In December 2014, national cash sales on single family homes made up for about 35% of the total of all home sales. WOW!! However, if we turn the clock back a year we find the cash sales in December 2013 made up 38.5% of the share. So why is this figure falling and should we be worried by it? Now, I’m not saying that this # is the best gage of the real estate market, but we definitely should watch it.
The percentage of cash sales on homes has been declining steadily since January 2013 and every month that follows the figure goes down a little more. Now, December 2014 was the 24th month on the bounce where cash sales – as a percentage of all home sales – were down.

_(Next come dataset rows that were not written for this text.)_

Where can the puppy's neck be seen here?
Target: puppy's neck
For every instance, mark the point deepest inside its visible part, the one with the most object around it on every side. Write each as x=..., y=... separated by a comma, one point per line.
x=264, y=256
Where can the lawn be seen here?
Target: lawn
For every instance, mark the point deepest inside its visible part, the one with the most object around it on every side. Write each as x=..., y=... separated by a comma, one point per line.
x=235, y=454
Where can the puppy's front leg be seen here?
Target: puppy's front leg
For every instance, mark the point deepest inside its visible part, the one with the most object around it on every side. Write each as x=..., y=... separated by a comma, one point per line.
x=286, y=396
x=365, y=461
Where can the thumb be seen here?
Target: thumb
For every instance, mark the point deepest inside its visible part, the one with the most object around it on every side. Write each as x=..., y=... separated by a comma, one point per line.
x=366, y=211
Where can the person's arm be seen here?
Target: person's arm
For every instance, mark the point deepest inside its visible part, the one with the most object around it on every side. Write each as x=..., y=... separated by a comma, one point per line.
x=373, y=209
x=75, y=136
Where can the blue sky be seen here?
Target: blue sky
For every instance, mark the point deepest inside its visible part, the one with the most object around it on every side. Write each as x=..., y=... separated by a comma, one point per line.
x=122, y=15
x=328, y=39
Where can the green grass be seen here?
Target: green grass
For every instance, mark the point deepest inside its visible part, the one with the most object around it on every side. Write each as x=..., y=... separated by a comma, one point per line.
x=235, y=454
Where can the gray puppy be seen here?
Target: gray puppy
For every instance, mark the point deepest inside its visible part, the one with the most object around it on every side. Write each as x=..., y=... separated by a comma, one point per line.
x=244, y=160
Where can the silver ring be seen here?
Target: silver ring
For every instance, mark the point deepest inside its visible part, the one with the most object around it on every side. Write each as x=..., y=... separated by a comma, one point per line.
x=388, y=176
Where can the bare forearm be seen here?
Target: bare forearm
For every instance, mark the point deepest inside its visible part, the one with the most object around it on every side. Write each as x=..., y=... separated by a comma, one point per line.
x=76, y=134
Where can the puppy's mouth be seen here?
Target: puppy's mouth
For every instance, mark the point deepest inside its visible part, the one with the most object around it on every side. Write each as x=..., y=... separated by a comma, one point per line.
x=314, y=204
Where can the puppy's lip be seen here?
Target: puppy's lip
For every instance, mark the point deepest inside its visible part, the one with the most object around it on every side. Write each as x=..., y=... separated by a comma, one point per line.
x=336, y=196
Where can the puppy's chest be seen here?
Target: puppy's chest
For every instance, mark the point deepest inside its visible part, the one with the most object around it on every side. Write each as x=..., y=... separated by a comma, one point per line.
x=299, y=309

Usually the drop each month would only be around half a percentage point but because there are seasonal variations, the figures should be taken as a year-on-year representation rather than a month by month one. If you are a real estate agent, you definitely understand that.
So, why are we still seeing a decline in the amount of cash sales. Turn the clock back just a little to January 2011 and you’d be amazed to learn that cash sales made up 46.5% of all home sales.
It has to be a strong possibility that mortgage lenders were tightening up and not loaning out to any Tom, Dick or Harry and that if you wanted to buy a home, you had to pay up, especially if you were a foreign buyer.
If we turn the clock back even further to the days before the housing crisis started, you will see cash sale figures of just 25%! Astonishingly low, but consider that these were the days when mortgage lenders were falling all over one another to lend money for home purchases. After the housing crisis hit in 2008, lenders were ordered and compelled to tighten up mortgage lending, leaving the majority of those home buyers post-housing crisis to stump up the cash, rather than getting a mortgage.
We are expecting the levels we saw in 2006 (approximately 25% cash sales of all home sales) to return again once more. We are not saying that irresponsible lending is likely to make any sort of quick return, (although look at Freddie Mac’s latest announcement of 3% downpayment loans back again), but we can expect the cash sales figures to dip back to somewhere around 25% over the next year or 2.